Evidence collection during disease outbreaks - Living systematic reviews

Article type
Authors
Counotte MJ1, Imeri H1, Meili K2, Low N1
1Institute of Social and Preventive Medicine, University of Bern, Bern
2Department of Epidemiology and Global Health, Umeå University, Umeå
Abstract
Background: Early in disease outbreaks, evidence is often scarce but accumulates rapidly. Living systematic reviews (LSR) are systematic reviews that are updated as soon as new information becomes available and provide a solution to keep up with the evidence. However, LSRs in an emerging outbreak setting face unique challenges compared to other LSRs: Relevant information first becomes available in preprint publications, that are replaced by their peer-reviewed version and as outbreaks emerge, search terms may change.

Objectives: Here, we describe how we built an LSR system to cope with the rapidly evolving evidence of emerging outbreaks. We describe the challenges we faced conducting LSRs during the Zika virus and the COVID-19 outbreak. We focus on the methods used to retrieve unique citations from different sources and creating updatable data output.

Methods: We use application programming interfaces (API) to collect citation data from the preprint servers BioRxiv and MedRxiv, and from the medical bibliographic databases EMBASE, PubMed (Figure 1). We verify and clean the data. We apply deduplication algorithms to retain unique citations. We compared a rule-based algorithm using similarity scores with thresholds, a logistic regression model predicting duplicate status and a blended approach, where both were combined. We calculate similarity scores between titles, authors, journal names and other properties, using Longest Common Subsequence and other similarity indices.
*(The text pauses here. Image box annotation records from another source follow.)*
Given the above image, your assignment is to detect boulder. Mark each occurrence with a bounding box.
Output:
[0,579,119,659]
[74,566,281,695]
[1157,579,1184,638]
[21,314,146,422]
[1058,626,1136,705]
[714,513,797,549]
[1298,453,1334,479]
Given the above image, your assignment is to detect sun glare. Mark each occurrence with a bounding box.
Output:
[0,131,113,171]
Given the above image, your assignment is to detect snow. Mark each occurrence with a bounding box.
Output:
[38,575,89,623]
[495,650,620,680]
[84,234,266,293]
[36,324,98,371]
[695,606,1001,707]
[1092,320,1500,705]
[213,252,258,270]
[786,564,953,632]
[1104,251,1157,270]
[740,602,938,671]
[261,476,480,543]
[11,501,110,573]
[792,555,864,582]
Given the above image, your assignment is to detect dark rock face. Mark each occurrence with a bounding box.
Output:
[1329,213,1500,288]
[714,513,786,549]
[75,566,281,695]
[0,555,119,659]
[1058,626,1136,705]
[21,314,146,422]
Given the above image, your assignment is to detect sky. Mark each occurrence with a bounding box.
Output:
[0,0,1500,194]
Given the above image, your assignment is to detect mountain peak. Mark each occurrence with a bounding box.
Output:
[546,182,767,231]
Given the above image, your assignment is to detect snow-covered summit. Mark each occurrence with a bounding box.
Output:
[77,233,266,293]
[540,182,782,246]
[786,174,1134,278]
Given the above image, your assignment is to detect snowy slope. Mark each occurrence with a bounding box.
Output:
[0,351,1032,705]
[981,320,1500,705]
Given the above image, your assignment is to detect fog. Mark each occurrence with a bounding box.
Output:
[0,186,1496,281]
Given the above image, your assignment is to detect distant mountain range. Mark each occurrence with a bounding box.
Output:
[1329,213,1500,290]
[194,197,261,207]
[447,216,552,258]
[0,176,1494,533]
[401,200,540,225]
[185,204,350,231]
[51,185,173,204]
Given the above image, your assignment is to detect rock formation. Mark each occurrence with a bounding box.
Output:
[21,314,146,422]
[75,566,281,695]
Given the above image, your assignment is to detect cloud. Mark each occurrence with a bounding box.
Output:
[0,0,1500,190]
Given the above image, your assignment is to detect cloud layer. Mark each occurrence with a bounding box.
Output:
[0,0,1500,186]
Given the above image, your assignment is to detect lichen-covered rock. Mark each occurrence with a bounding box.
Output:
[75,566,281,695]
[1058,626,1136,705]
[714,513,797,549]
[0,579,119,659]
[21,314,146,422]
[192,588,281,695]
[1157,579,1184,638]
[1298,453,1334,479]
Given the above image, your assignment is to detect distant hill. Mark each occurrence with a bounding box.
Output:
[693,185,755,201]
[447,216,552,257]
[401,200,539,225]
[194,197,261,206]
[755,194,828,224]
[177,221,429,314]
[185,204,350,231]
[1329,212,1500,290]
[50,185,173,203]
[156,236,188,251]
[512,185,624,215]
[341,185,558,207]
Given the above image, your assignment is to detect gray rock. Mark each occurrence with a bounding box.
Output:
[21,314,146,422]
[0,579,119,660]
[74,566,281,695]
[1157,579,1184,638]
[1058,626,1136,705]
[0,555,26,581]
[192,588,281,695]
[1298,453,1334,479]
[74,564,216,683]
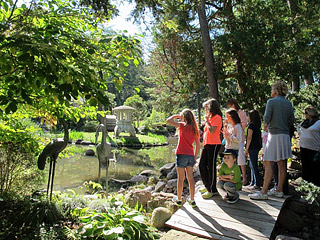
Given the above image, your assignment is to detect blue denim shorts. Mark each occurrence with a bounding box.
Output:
[176,154,194,168]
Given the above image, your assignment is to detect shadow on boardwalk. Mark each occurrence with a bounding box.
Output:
[166,191,284,240]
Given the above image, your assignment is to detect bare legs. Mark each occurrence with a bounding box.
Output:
[177,166,195,200]
[240,165,248,185]
[261,160,287,194]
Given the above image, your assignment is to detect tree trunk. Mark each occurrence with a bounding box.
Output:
[197,87,202,126]
[304,71,314,86]
[291,77,300,92]
[198,0,219,101]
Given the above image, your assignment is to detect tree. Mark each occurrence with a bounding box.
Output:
[133,0,219,99]
[0,0,140,120]
[124,95,146,127]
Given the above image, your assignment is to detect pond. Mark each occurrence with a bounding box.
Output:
[46,138,177,191]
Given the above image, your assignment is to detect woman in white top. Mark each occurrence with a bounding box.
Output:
[227,98,248,186]
[297,106,320,186]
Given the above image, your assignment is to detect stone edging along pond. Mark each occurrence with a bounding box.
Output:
[69,139,168,149]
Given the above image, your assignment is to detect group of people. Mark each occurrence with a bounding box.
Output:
[167,81,320,207]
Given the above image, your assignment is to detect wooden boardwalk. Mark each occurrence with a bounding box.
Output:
[166,191,285,240]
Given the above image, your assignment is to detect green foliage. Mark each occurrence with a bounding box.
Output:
[0,0,140,121]
[71,198,160,239]
[289,83,320,123]
[69,131,84,140]
[82,121,99,132]
[297,180,320,206]
[0,115,43,195]
[83,181,103,194]
[124,95,147,127]
[141,109,167,128]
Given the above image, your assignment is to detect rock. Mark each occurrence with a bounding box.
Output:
[126,189,151,208]
[128,175,148,183]
[167,167,178,180]
[154,181,166,192]
[147,192,174,212]
[151,207,172,228]
[147,176,159,185]
[80,141,94,146]
[166,179,178,188]
[143,186,154,192]
[289,160,302,170]
[74,139,82,144]
[84,149,95,156]
[193,168,200,178]
[160,163,175,177]
[275,235,302,240]
[139,169,156,177]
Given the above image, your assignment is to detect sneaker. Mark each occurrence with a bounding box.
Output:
[201,191,214,199]
[222,195,230,200]
[188,199,197,208]
[199,187,208,193]
[172,197,182,207]
[246,185,260,190]
[267,189,283,198]
[227,196,239,203]
[248,192,268,200]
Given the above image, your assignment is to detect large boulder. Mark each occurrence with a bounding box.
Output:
[84,149,95,156]
[139,169,156,177]
[154,181,166,192]
[128,175,148,183]
[147,192,181,213]
[151,207,172,228]
[126,189,151,208]
[167,167,178,180]
[160,163,175,177]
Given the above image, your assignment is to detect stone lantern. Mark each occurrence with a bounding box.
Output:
[113,106,136,137]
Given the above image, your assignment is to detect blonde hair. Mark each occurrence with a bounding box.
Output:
[304,106,319,118]
[271,81,288,96]
[180,109,200,138]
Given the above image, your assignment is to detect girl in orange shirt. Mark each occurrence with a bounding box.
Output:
[167,109,200,207]
[199,98,222,198]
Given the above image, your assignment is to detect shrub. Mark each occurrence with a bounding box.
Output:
[289,83,320,123]
[0,117,43,195]
[297,180,320,206]
[82,121,98,132]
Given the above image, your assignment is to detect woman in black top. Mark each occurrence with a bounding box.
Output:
[245,110,262,189]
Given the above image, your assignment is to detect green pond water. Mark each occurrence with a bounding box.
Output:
[46,138,177,191]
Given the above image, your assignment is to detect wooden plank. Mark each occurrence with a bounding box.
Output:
[173,208,272,239]
[184,204,276,229]
[166,219,239,240]
[196,195,279,219]
[195,194,282,214]
[166,208,271,240]
[166,191,285,240]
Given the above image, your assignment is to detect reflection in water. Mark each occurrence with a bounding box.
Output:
[54,140,176,191]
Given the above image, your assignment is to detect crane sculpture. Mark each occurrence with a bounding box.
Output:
[96,124,111,193]
[38,119,69,200]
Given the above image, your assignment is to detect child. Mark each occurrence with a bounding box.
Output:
[217,152,242,203]
[245,110,262,190]
[199,98,222,199]
[167,109,200,207]
[222,109,245,158]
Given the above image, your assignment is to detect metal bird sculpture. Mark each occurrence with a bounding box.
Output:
[38,119,69,200]
[96,124,111,188]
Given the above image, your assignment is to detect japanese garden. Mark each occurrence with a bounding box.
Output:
[0,0,320,240]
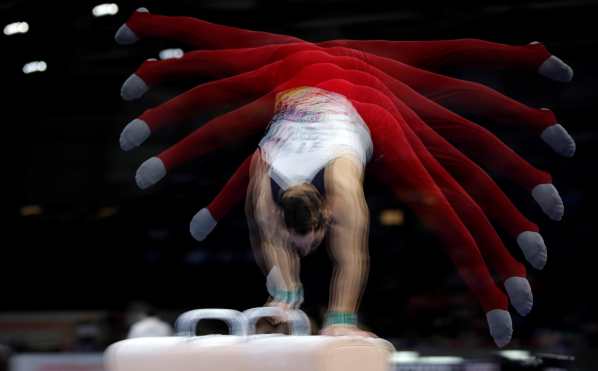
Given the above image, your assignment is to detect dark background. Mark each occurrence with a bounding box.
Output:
[0,0,598,366]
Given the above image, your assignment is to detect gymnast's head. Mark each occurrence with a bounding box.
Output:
[280,183,330,256]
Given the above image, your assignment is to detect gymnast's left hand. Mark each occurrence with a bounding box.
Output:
[320,325,377,338]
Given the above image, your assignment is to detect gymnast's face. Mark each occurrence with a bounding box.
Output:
[289,227,326,256]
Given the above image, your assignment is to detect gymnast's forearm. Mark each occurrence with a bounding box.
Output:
[329,218,369,313]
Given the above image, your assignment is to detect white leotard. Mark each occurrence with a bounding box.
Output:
[259,87,373,189]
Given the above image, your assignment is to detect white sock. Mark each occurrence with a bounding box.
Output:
[120,73,149,101]
[538,55,573,82]
[532,184,565,220]
[114,8,149,45]
[486,309,513,348]
[189,207,218,241]
[135,157,166,189]
[119,119,151,151]
[540,124,576,157]
[504,277,534,316]
[517,231,548,269]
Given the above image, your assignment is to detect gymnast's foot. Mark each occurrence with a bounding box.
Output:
[114,8,149,45]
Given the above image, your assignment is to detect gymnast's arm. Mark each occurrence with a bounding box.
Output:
[245,150,302,307]
[323,156,369,335]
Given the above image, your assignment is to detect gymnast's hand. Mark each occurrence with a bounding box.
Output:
[320,325,377,338]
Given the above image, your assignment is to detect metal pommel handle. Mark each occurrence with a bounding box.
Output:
[175,309,247,336]
[243,307,311,335]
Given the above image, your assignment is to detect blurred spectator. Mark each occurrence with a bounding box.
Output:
[127,303,173,339]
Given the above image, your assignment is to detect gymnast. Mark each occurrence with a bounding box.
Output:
[116,8,575,346]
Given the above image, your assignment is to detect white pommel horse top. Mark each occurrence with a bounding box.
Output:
[104,307,394,371]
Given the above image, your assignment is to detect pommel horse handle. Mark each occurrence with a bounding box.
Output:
[243,307,311,335]
[175,309,247,336]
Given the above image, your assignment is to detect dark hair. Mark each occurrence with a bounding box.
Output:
[280,183,324,235]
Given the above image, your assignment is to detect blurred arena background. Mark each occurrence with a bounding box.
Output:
[0,0,598,371]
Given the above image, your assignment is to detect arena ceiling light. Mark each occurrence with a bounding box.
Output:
[4,22,29,36]
[91,3,118,17]
[160,48,185,59]
[23,61,48,74]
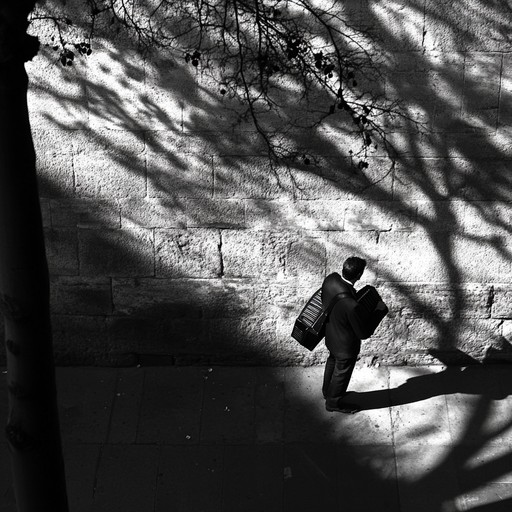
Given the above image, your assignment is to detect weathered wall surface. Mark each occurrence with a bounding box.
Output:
[8,0,512,364]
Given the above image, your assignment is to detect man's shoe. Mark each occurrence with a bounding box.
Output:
[325,402,361,414]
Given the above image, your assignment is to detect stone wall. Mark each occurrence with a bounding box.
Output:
[7,0,512,365]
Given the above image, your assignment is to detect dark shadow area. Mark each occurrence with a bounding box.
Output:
[347,351,512,410]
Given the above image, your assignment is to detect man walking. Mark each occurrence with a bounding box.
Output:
[322,256,371,414]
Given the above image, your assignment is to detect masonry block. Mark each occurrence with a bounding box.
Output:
[222,230,298,277]
[185,198,246,229]
[50,198,121,228]
[343,201,417,231]
[144,55,197,130]
[71,129,146,155]
[73,152,146,199]
[52,315,114,366]
[108,316,215,358]
[113,279,254,323]
[463,53,502,131]
[252,276,323,322]
[86,45,149,130]
[79,228,154,277]
[290,157,393,200]
[285,234,327,281]
[119,198,188,228]
[416,199,467,232]
[36,151,74,198]
[462,201,512,240]
[211,317,276,364]
[499,53,512,127]
[155,228,222,278]
[371,0,424,51]
[50,277,112,316]
[26,46,89,129]
[246,199,340,231]
[464,159,512,201]
[39,198,52,228]
[379,283,491,319]
[326,231,378,278]
[423,0,468,51]
[379,232,512,283]
[393,158,471,202]
[491,285,512,319]
[147,151,213,198]
[214,156,292,199]
[44,228,79,275]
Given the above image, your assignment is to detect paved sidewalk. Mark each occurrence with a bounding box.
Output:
[0,365,512,512]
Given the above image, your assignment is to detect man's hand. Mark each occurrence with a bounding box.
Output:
[375,300,388,311]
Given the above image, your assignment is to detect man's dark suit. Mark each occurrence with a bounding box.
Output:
[322,272,371,406]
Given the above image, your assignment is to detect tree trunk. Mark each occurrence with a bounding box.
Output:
[0,0,68,512]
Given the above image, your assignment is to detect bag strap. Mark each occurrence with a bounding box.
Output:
[325,292,352,316]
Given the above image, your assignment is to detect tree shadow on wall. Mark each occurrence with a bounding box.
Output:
[9,2,512,512]
[27,3,512,366]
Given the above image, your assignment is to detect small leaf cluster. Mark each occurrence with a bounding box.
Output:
[185,50,201,68]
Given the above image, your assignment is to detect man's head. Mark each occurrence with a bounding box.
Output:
[341,256,366,283]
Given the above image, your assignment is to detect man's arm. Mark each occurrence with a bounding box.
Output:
[347,303,373,340]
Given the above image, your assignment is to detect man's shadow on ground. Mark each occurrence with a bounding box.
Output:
[347,352,512,410]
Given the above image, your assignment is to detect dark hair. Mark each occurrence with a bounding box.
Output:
[341,256,366,281]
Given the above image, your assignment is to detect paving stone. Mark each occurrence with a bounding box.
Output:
[336,443,400,512]
[463,484,512,512]
[57,368,116,443]
[0,440,16,512]
[137,367,205,444]
[222,444,283,512]
[283,443,341,512]
[284,443,399,512]
[390,368,451,445]
[446,366,512,444]
[456,443,512,492]
[108,368,144,443]
[63,443,100,512]
[155,446,223,512]
[94,445,158,512]
[395,442,460,512]
[254,368,285,443]
[201,367,257,444]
In a test-set of 2500 records from EMBASE and PubMed, with 220 duplicate and 2280 non-duplicate pairs, both the logistic regression prediction and the blended approach had a sensitivity of 100% and a specificity of 100%. Unique citations are retained and imported into a central database in ‘Research Electronic Data Capture’ (REDCap). Although primarily designed for data collection for clinical trials, the database allows tracking changes, has a conflict-resolution workflow, and allows API access. The database allows flexible data output, formatted as Research Information Systems (RIS) or Extensible Markup Language (XML), compatible with all citation managers.

Results: The LSR system allows us to optimize our workflow. We receive daily new deduplicated citations from different sources. Using a central database, in which we screen and extract data, we can create dynamic content that allows rapid updating of figures, tables and other output. Indexed citations are distributed for screening and verification to a crowd; online tools are used to allow rapid screening and verification.

Conclusions: LSRs in an emerging outbreak allow us to keep up with the evidence, however, poses unique challenges.